The West is now facing a drastic drop of money and resources especially among the lowest classes and simultaneously aware of the continuing rise of the wealthy. Millions are aware of what is an international failure of capitalism. This is a battle that will inevitably be fought socially, politically and on the streets.  

Who and what is socialist?

Lenin had to see imperialist owned, underdeveloped nations as the possible future for revolutions, given the failure of Germany (and other developed nations) after WW1. Now we see the breaking-up of the developed, but decaying imperialist nations, under the condition of wars, external and internal, facing nukes and climate disaster, and poverty, much of which can and will destroy humanity. The new socialism (the only alternative to any coherent system) has to fight in every pocket of possibility and their struggles, but understanding the global background that defines the international aspect of our lives. Socialism is the defence against our present systems, against the background grinding our lives with a vile capitalism and that transfigures the systems and the ordinary people who now change our lives.

Young people in the West are huge in numbers in the respect of interest in internationalism, of global activity and hostile to war in general. The working classes and all those in poverty will see the word capitalism now as the critical end for change. The creation to build vast movements that join up together into a current charter, underlining the great and common changes that are needed to live and to build a new way. 
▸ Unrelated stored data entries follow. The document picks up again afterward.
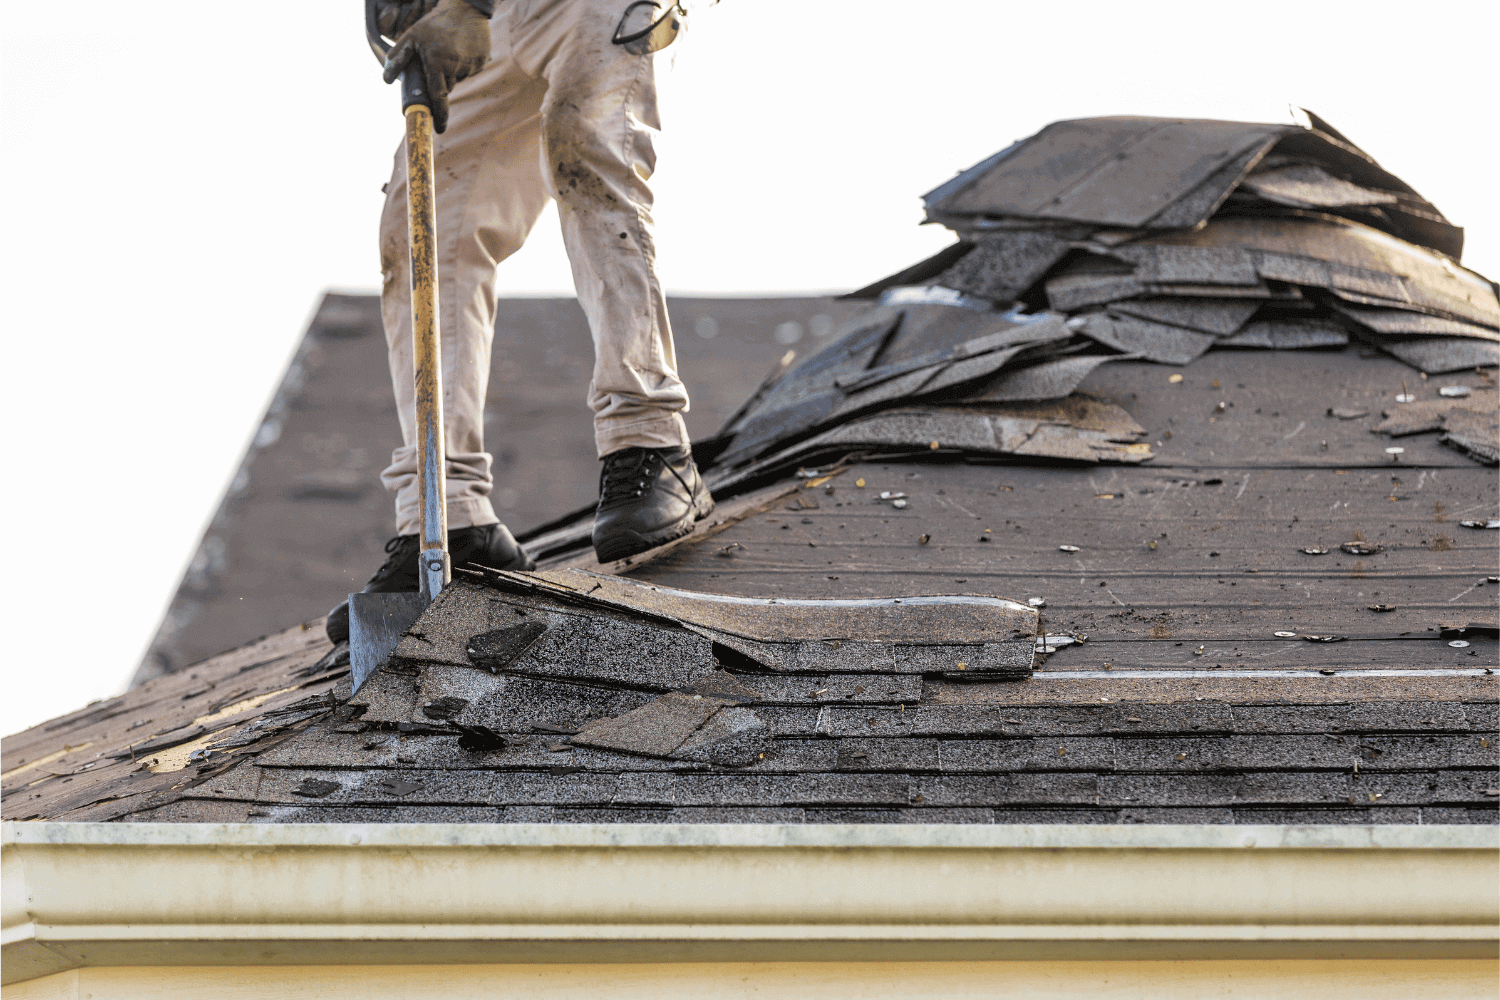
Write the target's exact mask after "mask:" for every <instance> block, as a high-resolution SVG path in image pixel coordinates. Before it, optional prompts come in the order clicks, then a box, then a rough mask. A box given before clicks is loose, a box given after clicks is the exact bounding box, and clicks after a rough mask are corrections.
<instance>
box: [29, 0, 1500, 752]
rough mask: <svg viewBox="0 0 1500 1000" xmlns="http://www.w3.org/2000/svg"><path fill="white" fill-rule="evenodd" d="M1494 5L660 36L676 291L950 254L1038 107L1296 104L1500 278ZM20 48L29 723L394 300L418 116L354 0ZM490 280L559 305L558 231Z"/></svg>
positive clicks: (79, 694) (1036, 3) (41, 5)
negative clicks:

And how does that happen? We need the main focus on the real dangers, a different democracy now, right away, wherever we can set it up, and new different states in a new international. How can this be organised? When we make action. When we throw down the classes who rule and the racists and sexists are fought to a finish. When we organise to discuss at doors, build our way to speak and question in the crowd, act on the beginnings of collective chosen decisions and present and work on real democracy, the peoples decisions here and now and the connections across the nations. Action and movement needed now to let people see what can be what is next in the world.